In fact, not only Russian billionaires, but also high net worth individuals in a major Eastern country have been experiencing similar anxiety in recent years.

According to a banking report in Singapore, the number of customers from a certain mainland and a certain port has surged in the past two years, with nearly 6000 billionaires transferring billions of dollars in wealth to Singapore’s accounts.

However, at the same time, these clients are facing increasing restrictions on their cash flow, especially after a major money laundering case involving $2 billion was exposed in 2023, where Singaporean banks were required to conduct detailed reviews of every transaction made by a certain country’s clients.

The wealthy originally intended to reduce risks by diversifying their assets across borders, but now they have found that risks are everywhere.

Of course, there are also some wealthy people who try to diversify their assets by casting a wide net, such as opening an account in Switzerland, setting up a family trust in Singapore, and buying a luxury mansion in Dubai.

These operations may seem shrewd, but they have significantly increased their wealth management costs. According to statistics, a typical multinational asset allocation family needs to pay millions of dollars in annual legal fees, audit fees, and compliance costs. Some family offices even joke that at least half of every penny we earn goes to compliance officers.

More importantly, what the rich think, the British and Americans also think, once the investigation is carried out, those trusts and offshore accounts will also emerge, which is equal to the tax havens that the rich have worked hard to build, and instantly become the cash machines of the tax authorities.

In history, the relationship between the rich and the state has never been a simple opposition of “cutting leeks and being cut”, but a complex symbiotic game.

From Duke Huan of Qi during the Spring and Autumn and Warring States periods to modern capitalist countries, the relationship between the wealthy and the state often depends on the “game chips” of both sides.

When the country needs capital development, it attracts wealthy people with policies like Qi Wanlu, and when the country launches wars to fill the fiscal deficit, it imposes high taxes on businessmen and landlords.

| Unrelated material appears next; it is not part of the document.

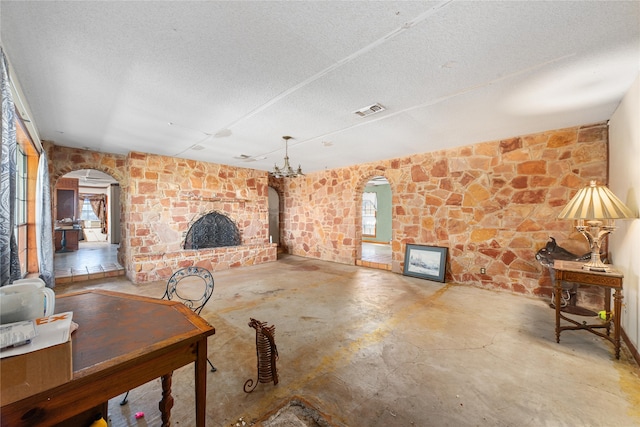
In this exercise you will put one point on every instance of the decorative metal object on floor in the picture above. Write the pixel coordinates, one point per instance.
(267, 354)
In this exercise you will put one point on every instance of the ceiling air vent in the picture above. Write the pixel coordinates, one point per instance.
(371, 109)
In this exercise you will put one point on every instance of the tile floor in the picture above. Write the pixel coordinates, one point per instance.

Of course, there were also those who took advantage of the situation by killing the chicken to lay eggs. For example, in 17th century Spain, the government levied high “war taxes” on merchants and landlords in order to fill the war deficit, causing wealthy people to collectively flee. They also brought capital and technology to the Netherlands and England, indirectly leading to the decline of Spain’s national strength.

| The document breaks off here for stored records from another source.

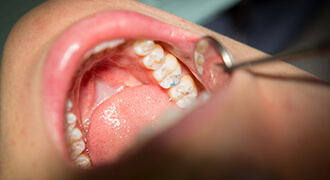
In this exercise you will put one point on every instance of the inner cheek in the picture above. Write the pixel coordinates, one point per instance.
(115, 95)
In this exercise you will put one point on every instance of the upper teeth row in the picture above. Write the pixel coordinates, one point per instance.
(167, 72)
(74, 139)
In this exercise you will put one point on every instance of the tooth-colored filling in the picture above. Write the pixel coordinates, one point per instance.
(122, 88)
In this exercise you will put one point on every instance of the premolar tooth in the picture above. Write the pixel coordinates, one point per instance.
(74, 135)
(169, 74)
(185, 93)
(77, 148)
(83, 161)
(143, 47)
(155, 59)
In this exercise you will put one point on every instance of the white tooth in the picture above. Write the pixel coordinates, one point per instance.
(143, 47)
(103, 46)
(187, 100)
(185, 93)
(83, 161)
(70, 121)
(155, 59)
(74, 135)
(199, 62)
(68, 105)
(77, 148)
(169, 74)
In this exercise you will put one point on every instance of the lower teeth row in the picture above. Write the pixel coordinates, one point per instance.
(166, 71)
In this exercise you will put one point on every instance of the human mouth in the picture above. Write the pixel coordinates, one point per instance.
(116, 72)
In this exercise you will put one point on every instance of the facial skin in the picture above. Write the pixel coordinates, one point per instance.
(271, 121)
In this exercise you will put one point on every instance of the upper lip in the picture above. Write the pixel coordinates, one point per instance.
(67, 51)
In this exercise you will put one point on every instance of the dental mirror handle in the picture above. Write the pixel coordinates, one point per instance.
(315, 51)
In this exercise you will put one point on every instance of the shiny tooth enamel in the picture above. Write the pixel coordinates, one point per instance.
(83, 161)
(77, 148)
(68, 105)
(199, 62)
(70, 122)
(74, 136)
(185, 93)
(104, 45)
(155, 59)
(169, 74)
(143, 47)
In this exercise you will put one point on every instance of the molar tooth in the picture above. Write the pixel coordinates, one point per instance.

The modern situation may seem different, but logically there is no fundamental difference.

European and American countries have both the need and the desire to ease fiscal pressure through tax increases, while also avoiding over stimulating the wealthy and hoping that they will continue to shine domestically.

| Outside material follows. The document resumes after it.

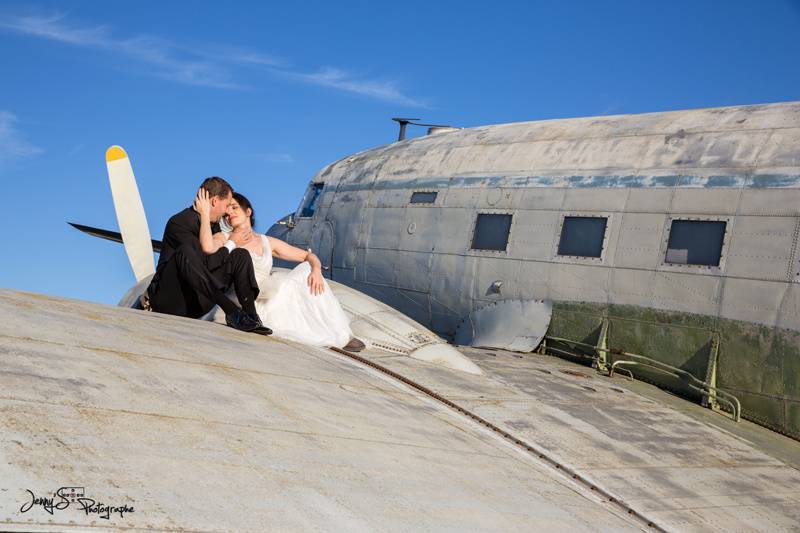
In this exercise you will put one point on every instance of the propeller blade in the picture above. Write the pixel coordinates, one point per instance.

And the wealthy do not want to become “ATMs”, they will use asset manipulation to resist the country’s practice of cutting leeks.

Raising taxes leads to capital loss, while not raising taxes makes it impossible to face debt and social dissatisfaction, which quite tests the government’s ability to handle the situation. How to achieve the goal of not letting all the wealthy escape with a knife in hand is currently the most concerned issue for all governments.